Inside the visitors locker room, he's hollering “I am not a robot!” toward Kerr. When he tells him to sit down, Green screamed,“Motherf—er, come sit me down!”

When he goes after Kerr, his teammates, including Curry and Klay Thompson, step in to prevent a potential disaster.

“I am not a robot! I know I can play! You have me messed up right now! If you don't want me to shoot, I won't shoot the rest of the game!,” Green shouted to Salters' recollection.

According to private sources close to the team, Green's teammates responded by voting to fine him. When asked a week later about the fine, Green, likely tired of the constant questions from the media said: “I asked to be fined. You can report that!”

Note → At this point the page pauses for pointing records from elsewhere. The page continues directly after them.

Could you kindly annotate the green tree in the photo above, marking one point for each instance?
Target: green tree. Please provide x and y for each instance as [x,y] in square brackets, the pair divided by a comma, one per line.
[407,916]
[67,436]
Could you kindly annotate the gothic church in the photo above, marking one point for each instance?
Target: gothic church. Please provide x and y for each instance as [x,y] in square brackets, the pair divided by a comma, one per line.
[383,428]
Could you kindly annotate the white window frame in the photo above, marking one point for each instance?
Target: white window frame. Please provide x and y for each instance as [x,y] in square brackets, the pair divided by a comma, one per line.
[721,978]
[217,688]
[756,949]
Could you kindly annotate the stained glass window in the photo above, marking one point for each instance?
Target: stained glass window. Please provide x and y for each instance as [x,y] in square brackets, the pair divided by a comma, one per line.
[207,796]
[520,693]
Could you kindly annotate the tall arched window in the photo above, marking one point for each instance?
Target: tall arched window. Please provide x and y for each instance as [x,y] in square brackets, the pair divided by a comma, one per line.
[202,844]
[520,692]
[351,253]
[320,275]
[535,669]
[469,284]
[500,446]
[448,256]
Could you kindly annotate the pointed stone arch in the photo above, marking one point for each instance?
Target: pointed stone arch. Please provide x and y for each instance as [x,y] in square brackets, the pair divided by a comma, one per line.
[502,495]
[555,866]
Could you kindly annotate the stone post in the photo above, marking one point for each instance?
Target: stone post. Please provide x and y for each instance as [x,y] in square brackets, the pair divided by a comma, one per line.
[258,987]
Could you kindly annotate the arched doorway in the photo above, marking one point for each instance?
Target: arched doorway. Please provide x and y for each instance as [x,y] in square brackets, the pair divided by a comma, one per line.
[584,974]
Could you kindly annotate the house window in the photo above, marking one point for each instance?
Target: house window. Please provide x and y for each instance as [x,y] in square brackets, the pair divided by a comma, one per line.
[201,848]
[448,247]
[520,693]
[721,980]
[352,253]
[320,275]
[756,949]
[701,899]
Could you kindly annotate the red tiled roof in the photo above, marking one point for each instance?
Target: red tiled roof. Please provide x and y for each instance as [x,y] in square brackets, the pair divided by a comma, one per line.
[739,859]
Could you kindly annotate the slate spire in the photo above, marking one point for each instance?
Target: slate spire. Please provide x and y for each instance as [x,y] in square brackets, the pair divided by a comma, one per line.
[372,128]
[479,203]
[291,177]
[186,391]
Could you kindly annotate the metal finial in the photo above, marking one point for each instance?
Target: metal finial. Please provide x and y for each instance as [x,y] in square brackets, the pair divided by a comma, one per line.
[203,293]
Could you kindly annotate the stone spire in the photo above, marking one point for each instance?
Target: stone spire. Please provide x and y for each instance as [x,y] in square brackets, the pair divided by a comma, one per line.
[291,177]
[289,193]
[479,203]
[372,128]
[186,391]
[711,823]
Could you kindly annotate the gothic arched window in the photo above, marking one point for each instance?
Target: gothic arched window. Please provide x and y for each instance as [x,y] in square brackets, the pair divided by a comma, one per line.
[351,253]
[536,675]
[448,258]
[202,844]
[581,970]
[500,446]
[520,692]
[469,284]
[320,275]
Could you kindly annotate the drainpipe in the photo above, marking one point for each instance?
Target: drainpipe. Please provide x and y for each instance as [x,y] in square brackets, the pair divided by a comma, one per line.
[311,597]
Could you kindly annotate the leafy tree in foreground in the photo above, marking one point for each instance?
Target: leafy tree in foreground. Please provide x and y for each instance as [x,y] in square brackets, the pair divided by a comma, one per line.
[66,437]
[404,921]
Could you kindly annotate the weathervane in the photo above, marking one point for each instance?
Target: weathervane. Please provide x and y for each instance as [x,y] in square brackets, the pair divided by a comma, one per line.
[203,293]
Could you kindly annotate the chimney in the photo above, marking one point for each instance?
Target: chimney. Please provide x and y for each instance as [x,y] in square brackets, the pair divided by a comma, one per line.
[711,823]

In their attempts to bring the story to a close, the Warriors brokered a sit-down between him and Salters.

Salters recalls telling him: “What kind of bothered me about it was hearing the pain that was in your voice — you weren't just mad, you were in pain, emotional pain.”

Kerr insists that what happened, while unusual, wasn't a unique situation:

“If it didn't happen, it would be kind of weird,” he said. “It would be like nobody is revealing anything to each other. You have to let stuff out as a team. Rage means that's happening.”

Green is a loose cannon in every sense of the word, his best and worst assets are that he is an emotional player that plays his heart out night-in and night-out.

While he had become a more reliable shooter under former coach Mark Jackson and kept steady his first year under Kerr, the truth is that while he can potentially make three-pointers, the coaching staff prefers the majority of attempts going to the sharpshooters, which is no surprise.

Draymond Green finished the game in Rodman-like fashion, scoring only two points on 0-for-8 shooting, but collecting 14 rebounds, 14 assists, six steals, and four blocks. It was an incredible stat-line that played a huge role in the Warriors 121-118 overtime win over the Thunder.